Start compiling using only one CPU core
Start compiling using two CPU cores
Start compiling using X CPU cores
Normally, depending on the modules, with 2 core it uses 15 minutes (necessary modules, custom configuration)
Installing headers and modules in the / lib / modules folder
We execute the following commands to install the modules (* .ko) and the kernel headers in / lib / modules / XYZ
# make modules_install
# make headers_install
Kernel and System.map copy in / boot
It is necessary to copy the kernel to / boot and System.map, where the ramdisks, kernels images, and GRUB bootloader configuration are contained.
Copy the kernel
# cp arch / x86 / bzImage /boot/vmlinuz-kernel.ver.sion
# cp System.map /boot/System.map
Ramdisk image generation
It is generally used update-initramfs in Debian systems and also RedHat, mkinitcpio for systems based on Arch Linux.

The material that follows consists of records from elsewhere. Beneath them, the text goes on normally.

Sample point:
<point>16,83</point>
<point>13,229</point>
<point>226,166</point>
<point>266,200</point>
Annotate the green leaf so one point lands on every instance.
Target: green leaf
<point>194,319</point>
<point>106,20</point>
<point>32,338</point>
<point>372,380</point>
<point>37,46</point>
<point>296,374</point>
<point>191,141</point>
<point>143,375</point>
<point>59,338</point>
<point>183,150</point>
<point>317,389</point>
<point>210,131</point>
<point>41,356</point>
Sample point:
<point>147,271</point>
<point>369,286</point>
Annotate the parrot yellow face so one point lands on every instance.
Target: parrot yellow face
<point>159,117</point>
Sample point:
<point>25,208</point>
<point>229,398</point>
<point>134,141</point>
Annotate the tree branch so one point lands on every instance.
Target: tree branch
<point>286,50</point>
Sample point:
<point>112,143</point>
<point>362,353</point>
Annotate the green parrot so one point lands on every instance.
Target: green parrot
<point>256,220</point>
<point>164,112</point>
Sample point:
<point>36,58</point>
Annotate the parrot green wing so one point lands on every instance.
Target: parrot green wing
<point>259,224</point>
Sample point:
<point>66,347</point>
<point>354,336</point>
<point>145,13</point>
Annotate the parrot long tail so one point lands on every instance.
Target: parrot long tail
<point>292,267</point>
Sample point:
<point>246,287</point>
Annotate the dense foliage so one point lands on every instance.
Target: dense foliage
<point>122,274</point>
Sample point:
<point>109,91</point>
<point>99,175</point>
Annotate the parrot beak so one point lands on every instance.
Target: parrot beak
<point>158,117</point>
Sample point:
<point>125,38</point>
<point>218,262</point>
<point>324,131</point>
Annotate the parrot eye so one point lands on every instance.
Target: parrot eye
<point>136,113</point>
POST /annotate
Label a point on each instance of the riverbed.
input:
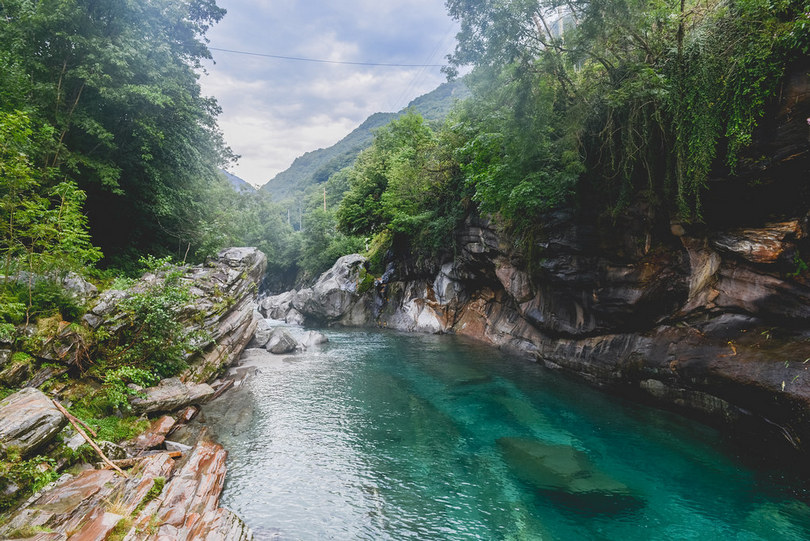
(379, 435)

# update-initramfs -k <version_of_kernel_in_ / lib / modules> -c
# mkinitcpio -k <kernel_ version____ / lib / modules> -g / boot / initramfs- <kernel_ version___ / lib / modules> -c /etc/mkinitcpio.conf
GRUB configuration update
To update the GRUB bootloader:
# grub-mkconfig -o /boot/grub/grub.cfg
Now just restart and you can use your homemade kernel!
You can perform the same operations using LinuxCleaner
I am also developing a graphical interface version (GTK +), certainly more pleasant and with a simple installation script. Who the source code.